The debate over how to increase revenue continued right up to the vote.

“This isn’t any bill. This is the only bill,” said Senate Majority Leader Thomas Norment, R-Williamsburg. He said it’s the only way to provide the revenue Virginia’s transportation system needs – and to ease traffic congestion in Northern Virginia and Tidewater.

Others disagreed.

“To me, the final bill represents bad economics and bad transportation policy,” said Sen. Adam Ebbin, D-Alexandria. He said the state should raise its gasoline tax to address the problems.

HB 2313, which was negotiated by a conference committee and approved 60-40 by the House on Friday, would:

• Eliminate the 17.5-cents-per-gallon gasoline tax that consumers pay at the pump. Instead, the state would impose a 3.5 percent tax on gasoline at the wholesale level. The wholesale tax on diesel fuel would be 6 percent.

• Increase Virginia’s sales tax from 5 percent to 5.3 percent.

• Raise the motor vehicle sales tax from 3 percent to 4.3 percent.

• Charge a $100 annual license tax for electric and alternative fuel vehicles.

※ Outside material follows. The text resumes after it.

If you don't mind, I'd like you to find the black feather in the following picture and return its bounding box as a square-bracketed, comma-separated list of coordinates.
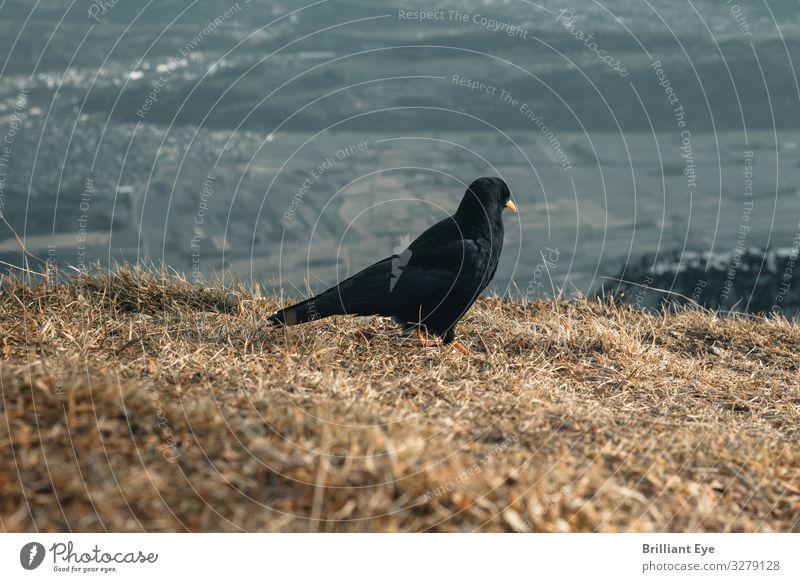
[269, 177, 514, 344]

• Allow a 0.7 percent sales tax increase in Hampton Roads and Northern Virginia to fund transportation projects there.

HB 2313 also would boost the proportion of the state’s general fund revenue dedicated to transportation from 0.5 percent to 0.675 percent. And it would prohibit tolls on Interstate 95 south of Fredericksburg without approval from the General Assembly.

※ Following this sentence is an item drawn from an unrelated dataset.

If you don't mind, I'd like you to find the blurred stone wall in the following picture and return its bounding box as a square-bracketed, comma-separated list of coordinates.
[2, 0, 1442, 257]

Sales taxes in Northern Virginia and Hampton Roads could be raised as high as 6% to fund transportation projects in those areas under the new law. The last time the 17.5 cents per gallon motor fuels tax – what has historically funded road construction and maintenance – had not been touched since 1986.

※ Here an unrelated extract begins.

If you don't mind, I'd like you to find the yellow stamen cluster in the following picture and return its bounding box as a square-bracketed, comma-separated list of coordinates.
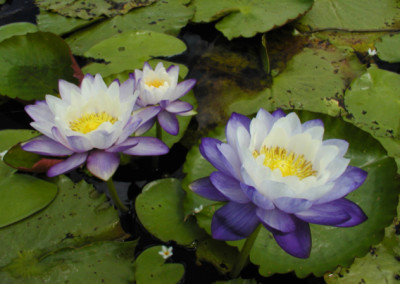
[145, 78, 166, 88]
[69, 112, 117, 134]
[253, 146, 317, 180]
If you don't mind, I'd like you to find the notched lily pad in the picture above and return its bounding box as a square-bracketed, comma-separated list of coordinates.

The Prince William Chamber of Commerce lauded the passage of the bill and issued the following statement:

With Senate passage of the transportation conference report, Virginia has its first comprehensive, long-term transportation funding solution in nearly three decades. The historic measure passed the Senate in a 25-15 vote.

Of the legislators representing the Prince William area, Senators Colgan, Puller and Barker voted in favor. Senators Black and Stuart voted against.

“Securing sustainable, comprehensive transportation funding for Virginia has long been a top priority of the Prince William Chamber. Today’s vote represents a new day for the Commonwealth,” said Prince William Chamber of Commerce President & CEO Rob Clapper. “We will now have real funding for significant road construction and maintenance of existing infrastructure, improving economic competitiveness and the quality of life in Virginia.”

When fully implemented, the funding package would generate an estimated $880 million in 2018, of which $200 million comes from existing General Funds. The five-year transportation total is estimated at $3.5 billion. The regional component for Northern Virginia is estimated to generate an additional $350 million per year for regional projects.

Stafford County Board of Supervisors Chairman and Lt. Governor candidate Susan Stimpson isn’t as enthusiastic, and over the weekend blasted Gov. Robert F. McDonnell and House Speaker William J. Howell, R-Stafford, over the passage of the bill:

Republicans are supposed to be about cutting taxes, cutting spending and reducing the size of government—like our current leadership in Richmond promised us they would do when we were working hard to elect them.

Instead they abandoned our party’s principles by raising taxes and paving the way for Obamacare.

Do we or do we not believe that a restrained and limited government is what allows the most freedom and prosperity?

Speaker Bill Howell and Governor McDonnell are friends. But they could not be more wrong. And they could not have failed us at a more critical time.

Stimpson’s reference to Obamacare comes after Senate Democrats went to the wall with McDonnell and agreed to support the transportation reform package in exchange for his support of an expansion of Medicare in Virginia for the working poor.

Virginia Commonwealth University’s Capital News Service contributed to this report.